Andrew Mason writes:

“The way we see things, this is a classic case of domain squatting – an unfortunate reality of the Internet business. As Groupon became internationally known, opportunistic domain squatters around the world started to buy local Groupon domain names, thinking that we’d eventually be forced to buy them at an insane price. In fact, we tried to do just that, reluctantly offering Gabby and Hezi Leibovich about $286,000 for the Groupon.com.au domain and trademark—an offer they accepted. But now they’ve changed their minds, and we believe that they’ll only sell us the domain and trademark if we’re willing to buy the entire Scoopon business from them. Left with no other options, we’ve filed a lawsuit against Scoopon, claiming that their Groupon trademark was filed in bad faith (amongst other things).”

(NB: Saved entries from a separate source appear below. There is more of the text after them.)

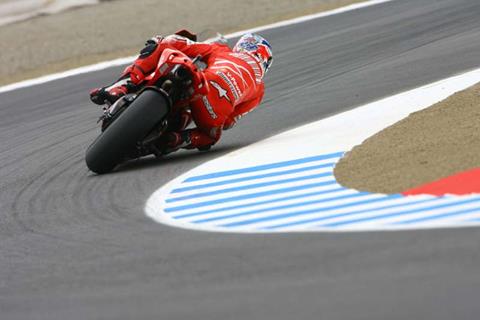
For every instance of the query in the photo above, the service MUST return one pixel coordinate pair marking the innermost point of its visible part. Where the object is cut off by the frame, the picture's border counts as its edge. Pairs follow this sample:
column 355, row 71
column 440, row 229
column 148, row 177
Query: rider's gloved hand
column 100, row 95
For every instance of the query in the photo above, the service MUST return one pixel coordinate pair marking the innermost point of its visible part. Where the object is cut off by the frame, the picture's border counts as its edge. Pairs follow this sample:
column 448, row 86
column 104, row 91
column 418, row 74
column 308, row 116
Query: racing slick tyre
column 112, row 146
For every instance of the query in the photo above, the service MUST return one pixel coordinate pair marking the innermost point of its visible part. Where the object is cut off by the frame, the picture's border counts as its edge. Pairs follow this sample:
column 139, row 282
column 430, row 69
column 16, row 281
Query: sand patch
column 427, row 145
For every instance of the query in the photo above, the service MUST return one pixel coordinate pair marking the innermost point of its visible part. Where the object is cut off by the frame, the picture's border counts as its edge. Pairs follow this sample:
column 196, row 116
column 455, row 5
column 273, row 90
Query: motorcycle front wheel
column 118, row 140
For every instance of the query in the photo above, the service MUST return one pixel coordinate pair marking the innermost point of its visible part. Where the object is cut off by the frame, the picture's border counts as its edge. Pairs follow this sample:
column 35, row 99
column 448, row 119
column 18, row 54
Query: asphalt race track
column 74, row 245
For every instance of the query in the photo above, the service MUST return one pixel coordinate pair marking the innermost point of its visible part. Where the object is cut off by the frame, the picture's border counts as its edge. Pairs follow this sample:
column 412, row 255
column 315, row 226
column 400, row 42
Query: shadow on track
column 179, row 157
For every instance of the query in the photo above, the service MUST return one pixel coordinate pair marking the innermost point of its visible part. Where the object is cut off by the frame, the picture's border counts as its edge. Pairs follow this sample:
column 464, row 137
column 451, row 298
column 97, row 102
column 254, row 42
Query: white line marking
column 126, row 60
column 301, row 210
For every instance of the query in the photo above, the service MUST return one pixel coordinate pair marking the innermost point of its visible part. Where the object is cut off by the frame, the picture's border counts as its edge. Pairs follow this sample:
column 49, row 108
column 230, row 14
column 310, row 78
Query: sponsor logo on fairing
column 252, row 63
column 209, row 107
column 232, row 84
column 222, row 93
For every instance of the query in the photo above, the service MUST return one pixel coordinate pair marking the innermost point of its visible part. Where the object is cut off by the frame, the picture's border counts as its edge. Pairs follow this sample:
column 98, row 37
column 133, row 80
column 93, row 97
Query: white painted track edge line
column 126, row 60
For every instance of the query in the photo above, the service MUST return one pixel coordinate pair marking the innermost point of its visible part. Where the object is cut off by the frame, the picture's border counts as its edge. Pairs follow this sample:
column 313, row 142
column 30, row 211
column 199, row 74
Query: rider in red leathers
column 234, row 77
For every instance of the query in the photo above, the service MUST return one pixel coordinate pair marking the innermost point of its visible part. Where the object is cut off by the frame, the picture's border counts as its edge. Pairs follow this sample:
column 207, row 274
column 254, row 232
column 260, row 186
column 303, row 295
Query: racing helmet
column 258, row 47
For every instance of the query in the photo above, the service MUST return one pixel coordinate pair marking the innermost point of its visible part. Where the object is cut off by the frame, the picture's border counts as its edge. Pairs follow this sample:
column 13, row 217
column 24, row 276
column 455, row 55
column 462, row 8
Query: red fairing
column 233, row 84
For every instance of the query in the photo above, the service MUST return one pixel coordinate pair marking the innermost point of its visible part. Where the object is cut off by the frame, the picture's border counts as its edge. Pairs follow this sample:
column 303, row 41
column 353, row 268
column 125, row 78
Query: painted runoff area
column 286, row 183
column 127, row 60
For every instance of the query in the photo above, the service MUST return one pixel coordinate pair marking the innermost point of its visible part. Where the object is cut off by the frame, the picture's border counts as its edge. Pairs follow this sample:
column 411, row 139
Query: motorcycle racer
column 234, row 79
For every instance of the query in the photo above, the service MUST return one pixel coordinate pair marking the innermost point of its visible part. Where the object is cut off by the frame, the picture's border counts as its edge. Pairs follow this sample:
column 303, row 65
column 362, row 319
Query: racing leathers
column 234, row 79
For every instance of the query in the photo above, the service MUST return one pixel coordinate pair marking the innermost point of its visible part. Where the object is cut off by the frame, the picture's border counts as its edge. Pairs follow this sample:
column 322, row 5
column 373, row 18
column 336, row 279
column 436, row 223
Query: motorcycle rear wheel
column 120, row 138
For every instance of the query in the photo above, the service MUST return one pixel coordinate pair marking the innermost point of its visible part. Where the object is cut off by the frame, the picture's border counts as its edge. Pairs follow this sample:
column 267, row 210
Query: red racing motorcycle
column 134, row 125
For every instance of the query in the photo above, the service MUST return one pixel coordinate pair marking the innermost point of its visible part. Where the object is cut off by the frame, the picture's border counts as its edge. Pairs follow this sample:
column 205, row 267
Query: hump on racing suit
column 235, row 84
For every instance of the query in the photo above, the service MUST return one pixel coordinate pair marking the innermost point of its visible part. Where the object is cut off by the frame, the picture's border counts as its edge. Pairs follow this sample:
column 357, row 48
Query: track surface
column 77, row 246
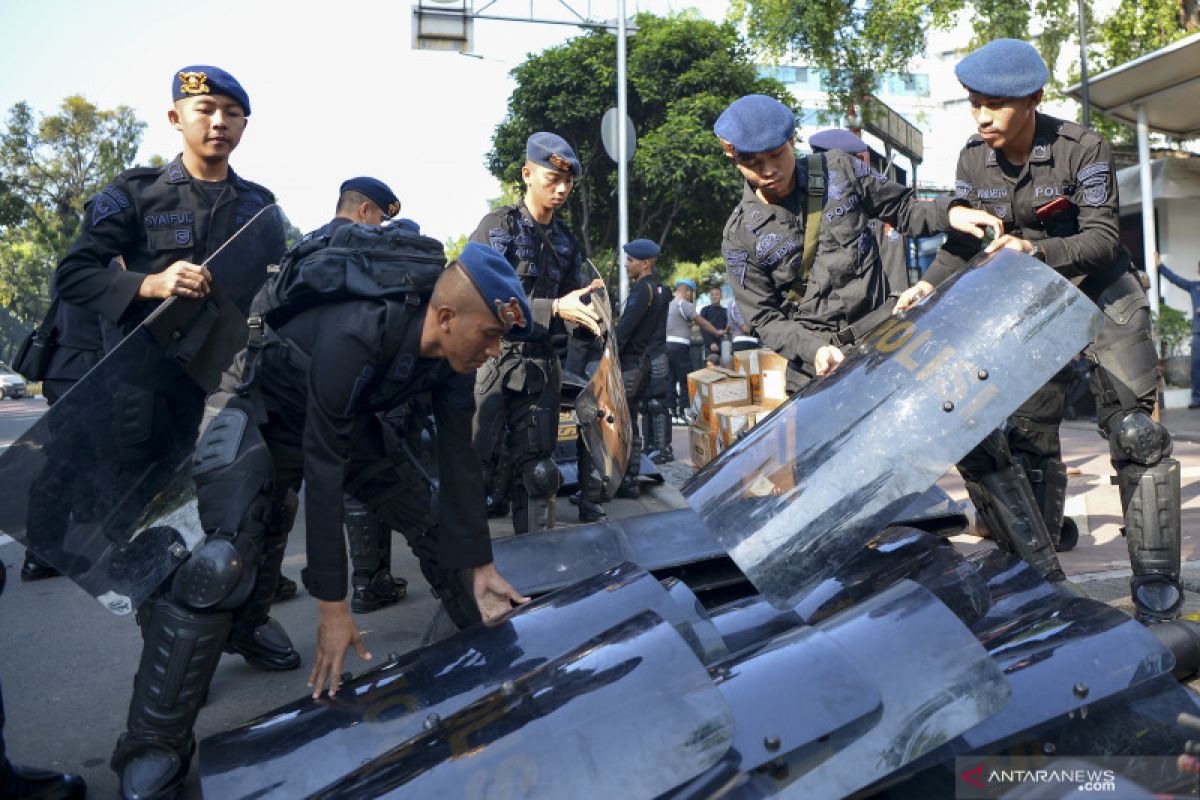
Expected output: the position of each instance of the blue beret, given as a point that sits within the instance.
(202, 79)
(551, 151)
(642, 248)
(755, 124)
(1006, 67)
(377, 191)
(497, 281)
(837, 139)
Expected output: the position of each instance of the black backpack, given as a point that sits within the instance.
(353, 262)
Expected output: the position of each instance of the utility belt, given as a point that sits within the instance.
(863, 326)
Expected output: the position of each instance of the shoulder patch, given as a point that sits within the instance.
(108, 202)
(1099, 167)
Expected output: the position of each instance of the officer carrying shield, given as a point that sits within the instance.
(517, 392)
(271, 427)
(1053, 182)
(798, 250)
(165, 222)
(642, 365)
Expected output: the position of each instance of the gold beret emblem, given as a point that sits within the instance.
(510, 313)
(559, 162)
(193, 83)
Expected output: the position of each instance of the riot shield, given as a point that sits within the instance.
(601, 408)
(805, 489)
(100, 486)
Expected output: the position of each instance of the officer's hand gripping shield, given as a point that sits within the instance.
(809, 487)
(99, 487)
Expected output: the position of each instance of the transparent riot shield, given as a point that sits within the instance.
(100, 486)
(805, 489)
(601, 408)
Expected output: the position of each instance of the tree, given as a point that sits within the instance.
(683, 71)
(49, 166)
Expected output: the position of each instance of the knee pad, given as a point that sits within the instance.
(541, 477)
(220, 575)
(1135, 437)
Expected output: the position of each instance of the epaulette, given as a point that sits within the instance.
(142, 172)
(258, 187)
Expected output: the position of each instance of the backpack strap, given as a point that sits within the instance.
(814, 209)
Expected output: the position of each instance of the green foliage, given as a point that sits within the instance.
(683, 71)
(853, 41)
(1171, 329)
(49, 166)
(454, 246)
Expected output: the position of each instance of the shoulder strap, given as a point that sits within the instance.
(814, 209)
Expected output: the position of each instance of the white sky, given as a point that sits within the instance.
(336, 90)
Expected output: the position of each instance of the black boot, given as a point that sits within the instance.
(629, 489)
(180, 653)
(267, 648)
(376, 591)
(592, 511)
(35, 569)
(17, 781)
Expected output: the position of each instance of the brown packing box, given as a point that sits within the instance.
(773, 371)
(703, 444)
(718, 388)
(733, 420)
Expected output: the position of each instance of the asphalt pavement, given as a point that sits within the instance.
(66, 663)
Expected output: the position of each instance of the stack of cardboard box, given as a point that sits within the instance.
(727, 402)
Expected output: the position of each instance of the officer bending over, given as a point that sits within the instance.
(292, 427)
(1053, 182)
(798, 250)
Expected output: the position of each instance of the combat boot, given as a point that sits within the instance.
(376, 591)
(267, 648)
(592, 512)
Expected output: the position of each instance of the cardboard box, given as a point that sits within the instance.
(735, 420)
(717, 388)
(703, 444)
(763, 366)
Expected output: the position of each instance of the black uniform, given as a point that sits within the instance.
(763, 245)
(639, 342)
(1081, 242)
(718, 318)
(517, 394)
(309, 415)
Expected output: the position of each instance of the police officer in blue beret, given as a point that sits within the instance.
(294, 431)
(803, 296)
(1054, 185)
(641, 338)
(891, 244)
(517, 392)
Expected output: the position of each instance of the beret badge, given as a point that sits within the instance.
(193, 83)
(510, 313)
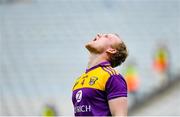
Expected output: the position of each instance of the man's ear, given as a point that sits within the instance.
(111, 51)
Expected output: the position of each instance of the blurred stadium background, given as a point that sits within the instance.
(42, 48)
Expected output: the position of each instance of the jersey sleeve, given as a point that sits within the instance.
(116, 87)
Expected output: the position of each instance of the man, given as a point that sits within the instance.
(101, 91)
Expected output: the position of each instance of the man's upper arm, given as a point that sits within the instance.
(118, 106)
(116, 89)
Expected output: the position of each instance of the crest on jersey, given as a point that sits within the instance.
(93, 80)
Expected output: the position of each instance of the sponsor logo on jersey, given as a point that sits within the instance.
(79, 96)
(93, 79)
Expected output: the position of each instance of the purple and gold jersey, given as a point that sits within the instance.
(94, 88)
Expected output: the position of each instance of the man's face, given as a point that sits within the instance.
(102, 42)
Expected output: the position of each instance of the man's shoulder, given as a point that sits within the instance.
(109, 70)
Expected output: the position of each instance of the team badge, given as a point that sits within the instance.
(93, 80)
(79, 96)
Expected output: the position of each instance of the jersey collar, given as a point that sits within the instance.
(106, 63)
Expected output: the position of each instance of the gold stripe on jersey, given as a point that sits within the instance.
(95, 78)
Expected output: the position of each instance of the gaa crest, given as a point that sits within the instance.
(93, 80)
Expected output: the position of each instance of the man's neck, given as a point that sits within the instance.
(95, 59)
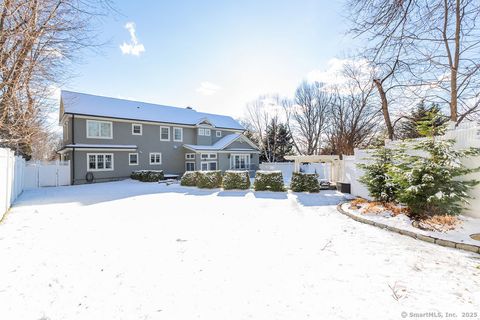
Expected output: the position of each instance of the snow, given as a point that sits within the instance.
(132, 250)
(467, 226)
(87, 104)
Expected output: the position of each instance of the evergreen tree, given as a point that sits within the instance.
(278, 143)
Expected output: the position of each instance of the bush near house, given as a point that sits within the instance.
(268, 181)
(147, 175)
(236, 180)
(305, 182)
(209, 179)
(189, 179)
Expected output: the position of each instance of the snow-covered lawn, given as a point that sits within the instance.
(131, 250)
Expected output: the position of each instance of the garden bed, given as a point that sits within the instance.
(393, 219)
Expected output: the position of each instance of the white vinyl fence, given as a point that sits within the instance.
(322, 169)
(47, 174)
(12, 169)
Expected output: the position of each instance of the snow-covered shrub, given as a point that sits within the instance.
(305, 182)
(378, 177)
(430, 183)
(147, 175)
(189, 179)
(209, 179)
(236, 180)
(268, 180)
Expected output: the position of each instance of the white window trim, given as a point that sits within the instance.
(181, 134)
(208, 162)
(99, 121)
(247, 163)
(133, 164)
(150, 159)
(96, 154)
(163, 127)
(141, 129)
(186, 162)
(210, 156)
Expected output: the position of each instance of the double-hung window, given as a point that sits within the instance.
(164, 133)
(99, 129)
(136, 129)
(133, 159)
(99, 161)
(240, 161)
(178, 134)
(155, 158)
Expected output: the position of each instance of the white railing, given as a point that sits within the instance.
(12, 169)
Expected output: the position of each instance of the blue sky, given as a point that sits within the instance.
(212, 55)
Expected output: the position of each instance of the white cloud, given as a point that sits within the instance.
(134, 47)
(207, 88)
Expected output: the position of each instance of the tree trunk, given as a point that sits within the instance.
(386, 113)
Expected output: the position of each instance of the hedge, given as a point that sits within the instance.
(304, 182)
(268, 180)
(236, 180)
(147, 175)
(209, 179)
(189, 179)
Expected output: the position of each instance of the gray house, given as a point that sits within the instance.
(110, 138)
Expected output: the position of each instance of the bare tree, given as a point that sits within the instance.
(436, 43)
(306, 116)
(38, 39)
(354, 114)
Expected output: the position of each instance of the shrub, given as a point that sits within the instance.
(189, 179)
(209, 179)
(268, 180)
(305, 182)
(236, 180)
(378, 177)
(147, 175)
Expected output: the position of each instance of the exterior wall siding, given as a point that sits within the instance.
(173, 153)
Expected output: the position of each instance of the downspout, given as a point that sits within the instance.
(73, 149)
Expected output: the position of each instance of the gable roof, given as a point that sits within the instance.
(91, 105)
(221, 144)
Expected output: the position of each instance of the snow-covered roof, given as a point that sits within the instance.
(87, 104)
(219, 145)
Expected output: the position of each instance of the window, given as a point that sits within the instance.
(177, 134)
(240, 161)
(99, 161)
(133, 159)
(155, 158)
(209, 165)
(206, 156)
(189, 166)
(136, 129)
(99, 129)
(204, 132)
(164, 133)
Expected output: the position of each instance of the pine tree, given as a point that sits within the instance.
(378, 177)
(429, 179)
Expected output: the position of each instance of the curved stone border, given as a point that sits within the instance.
(442, 242)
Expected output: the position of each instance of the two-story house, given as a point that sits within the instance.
(107, 138)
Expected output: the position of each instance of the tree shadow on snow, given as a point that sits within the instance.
(323, 198)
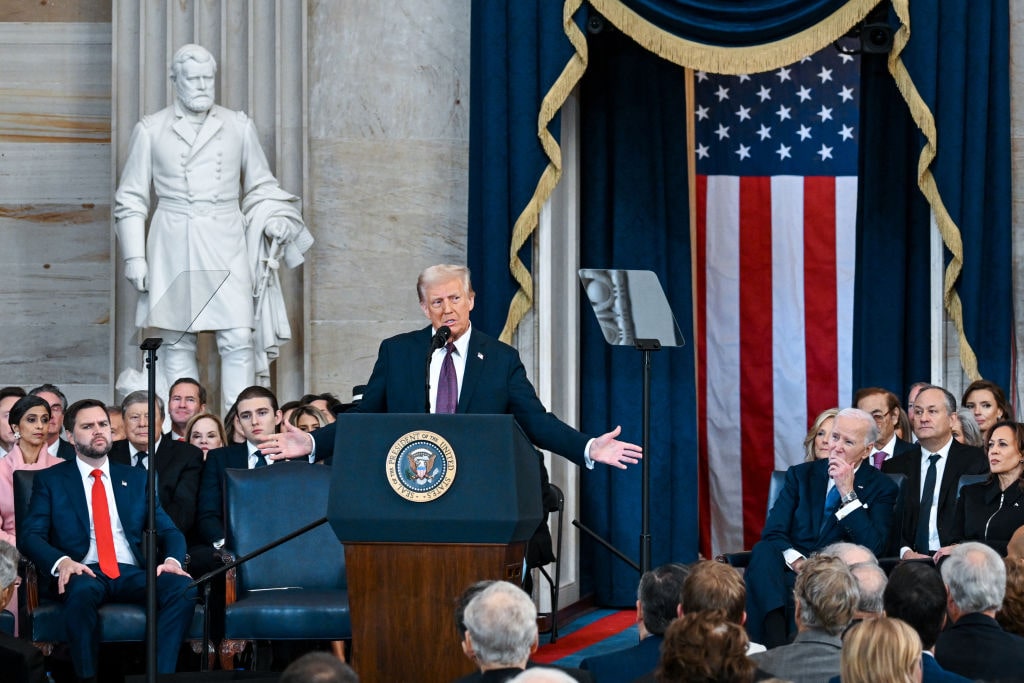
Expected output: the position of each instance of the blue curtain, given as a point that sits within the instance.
(635, 214)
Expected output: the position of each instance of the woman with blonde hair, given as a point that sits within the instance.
(881, 649)
(816, 441)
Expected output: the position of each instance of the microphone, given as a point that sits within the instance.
(440, 338)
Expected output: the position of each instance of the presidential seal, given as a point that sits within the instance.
(421, 466)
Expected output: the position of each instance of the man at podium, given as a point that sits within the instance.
(468, 372)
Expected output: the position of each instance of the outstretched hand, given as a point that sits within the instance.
(608, 450)
(292, 442)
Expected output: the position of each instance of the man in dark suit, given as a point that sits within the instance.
(95, 554)
(884, 407)
(937, 465)
(657, 605)
(916, 595)
(976, 645)
(178, 464)
(472, 373)
(822, 502)
(20, 662)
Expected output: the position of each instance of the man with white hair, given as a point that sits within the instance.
(20, 662)
(976, 646)
(821, 502)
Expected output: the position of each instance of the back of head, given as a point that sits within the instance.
(976, 578)
(826, 594)
(916, 595)
(658, 596)
(318, 668)
(702, 647)
(714, 586)
(501, 623)
(881, 649)
(871, 583)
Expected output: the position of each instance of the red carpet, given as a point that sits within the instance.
(586, 636)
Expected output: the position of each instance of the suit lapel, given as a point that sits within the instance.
(474, 367)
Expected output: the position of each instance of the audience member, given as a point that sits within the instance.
(117, 423)
(881, 649)
(185, 398)
(933, 473)
(704, 647)
(975, 645)
(20, 662)
(883, 406)
(58, 403)
(104, 565)
(916, 595)
(992, 510)
(8, 396)
(657, 603)
(318, 668)
(307, 418)
(716, 587)
(206, 432)
(30, 419)
(987, 402)
(1011, 614)
(821, 503)
(816, 441)
(825, 599)
(871, 582)
(966, 430)
(178, 465)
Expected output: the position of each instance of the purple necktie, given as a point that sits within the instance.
(448, 384)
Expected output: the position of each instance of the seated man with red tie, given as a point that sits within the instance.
(822, 502)
(85, 526)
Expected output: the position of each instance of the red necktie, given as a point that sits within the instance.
(101, 524)
(448, 384)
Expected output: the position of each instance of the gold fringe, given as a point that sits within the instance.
(951, 238)
(734, 60)
(526, 223)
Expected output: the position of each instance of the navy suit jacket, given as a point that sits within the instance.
(495, 382)
(625, 666)
(178, 468)
(58, 516)
(210, 514)
(962, 460)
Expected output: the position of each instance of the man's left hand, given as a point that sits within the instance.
(172, 567)
(608, 450)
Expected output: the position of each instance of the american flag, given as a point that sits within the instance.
(776, 163)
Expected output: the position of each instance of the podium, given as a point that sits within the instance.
(427, 505)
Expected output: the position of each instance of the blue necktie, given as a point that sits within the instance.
(448, 384)
(927, 500)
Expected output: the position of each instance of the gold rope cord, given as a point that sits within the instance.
(951, 238)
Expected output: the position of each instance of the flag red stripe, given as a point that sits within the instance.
(757, 420)
(700, 297)
(820, 308)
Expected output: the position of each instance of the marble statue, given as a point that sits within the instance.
(221, 225)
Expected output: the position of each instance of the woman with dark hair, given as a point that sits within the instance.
(988, 403)
(992, 510)
(30, 418)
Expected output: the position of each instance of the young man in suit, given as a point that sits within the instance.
(933, 472)
(822, 502)
(178, 465)
(95, 554)
(472, 373)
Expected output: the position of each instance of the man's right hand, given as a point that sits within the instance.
(136, 271)
(69, 567)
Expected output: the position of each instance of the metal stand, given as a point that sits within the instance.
(150, 542)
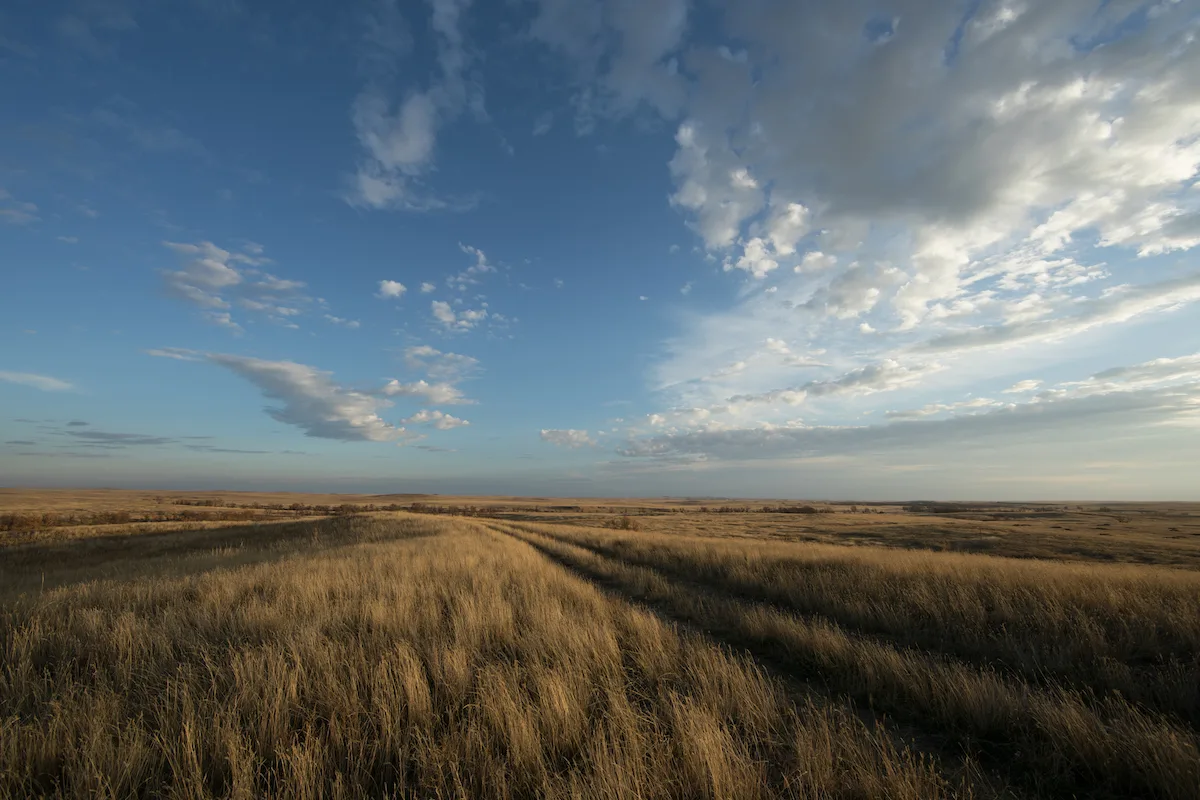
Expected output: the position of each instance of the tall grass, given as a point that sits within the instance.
(405, 659)
(1051, 738)
(1115, 629)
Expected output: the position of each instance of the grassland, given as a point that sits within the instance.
(528, 649)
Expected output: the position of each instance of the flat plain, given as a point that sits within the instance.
(239, 645)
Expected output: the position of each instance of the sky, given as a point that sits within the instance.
(903, 250)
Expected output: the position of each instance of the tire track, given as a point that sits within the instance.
(645, 588)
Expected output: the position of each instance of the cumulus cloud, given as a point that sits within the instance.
(45, 383)
(1023, 386)
(1120, 305)
(471, 276)
(457, 320)
(439, 420)
(624, 54)
(442, 394)
(342, 322)
(16, 212)
(1067, 419)
(438, 365)
(886, 376)
(399, 134)
(390, 289)
(995, 181)
(219, 281)
(568, 438)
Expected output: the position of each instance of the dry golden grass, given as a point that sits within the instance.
(1059, 734)
(419, 657)
(691, 655)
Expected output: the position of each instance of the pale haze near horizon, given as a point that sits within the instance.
(862, 251)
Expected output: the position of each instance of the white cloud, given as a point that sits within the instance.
(45, 383)
(178, 354)
(439, 420)
(438, 365)
(568, 438)
(459, 322)
(438, 394)
(1066, 142)
(15, 211)
(943, 408)
(1074, 419)
(1120, 305)
(399, 137)
(345, 323)
(624, 54)
(217, 280)
(390, 289)
(886, 376)
(311, 401)
(471, 276)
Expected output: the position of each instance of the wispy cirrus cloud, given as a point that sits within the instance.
(45, 383)
(397, 136)
(568, 438)
(17, 212)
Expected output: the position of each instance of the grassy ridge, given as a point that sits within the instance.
(1127, 630)
(413, 659)
(1051, 738)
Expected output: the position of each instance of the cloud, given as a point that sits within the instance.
(179, 354)
(1117, 306)
(886, 376)
(459, 322)
(439, 420)
(91, 26)
(1066, 420)
(1065, 140)
(150, 137)
(120, 439)
(624, 54)
(438, 365)
(343, 323)
(942, 408)
(568, 438)
(399, 136)
(311, 401)
(1158, 371)
(46, 383)
(216, 281)
(15, 211)
(441, 394)
(390, 289)
(469, 276)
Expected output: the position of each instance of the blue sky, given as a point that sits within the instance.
(875, 251)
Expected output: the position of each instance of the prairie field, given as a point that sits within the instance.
(421, 647)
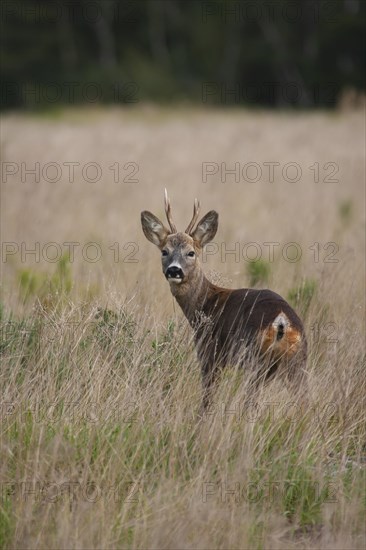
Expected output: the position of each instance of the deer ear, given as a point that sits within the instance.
(154, 230)
(206, 228)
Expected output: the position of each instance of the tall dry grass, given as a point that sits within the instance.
(100, 444)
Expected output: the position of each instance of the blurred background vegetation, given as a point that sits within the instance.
(272, 53)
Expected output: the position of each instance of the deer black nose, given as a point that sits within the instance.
(174, 272)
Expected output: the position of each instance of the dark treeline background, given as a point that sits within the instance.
(258, 52)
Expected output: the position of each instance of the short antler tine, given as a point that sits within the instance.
(196, 211)
(168, 212)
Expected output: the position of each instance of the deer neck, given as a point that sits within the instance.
(192, 294)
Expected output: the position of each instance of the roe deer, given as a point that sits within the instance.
(229, 325)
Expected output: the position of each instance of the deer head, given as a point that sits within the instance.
(180, 250)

Despite believing they could win the lawsuit, they still offered $286,000 for the domain name and trademark. The cost of litigation and the amount of time it would take to resolve the dispute before they could start building a business using their own name must have been factored into that price. Mason states it could take ‘over a year to resolve.’

Ultimately, Mason announces Groupon is filing a lawsuit against Scoopon and launching in Australia under the name a temporary name: Stardeals. His final message is directed towards Scoopon stating the $286,000 offer is still on the table and asks users to help persuade Scoopon to accept their original deal.

What do you think? Is trying to pay off the alleged cybersquatter for $286,000 is a savvy business move or sending the wrong message and encouraging others to follow suit?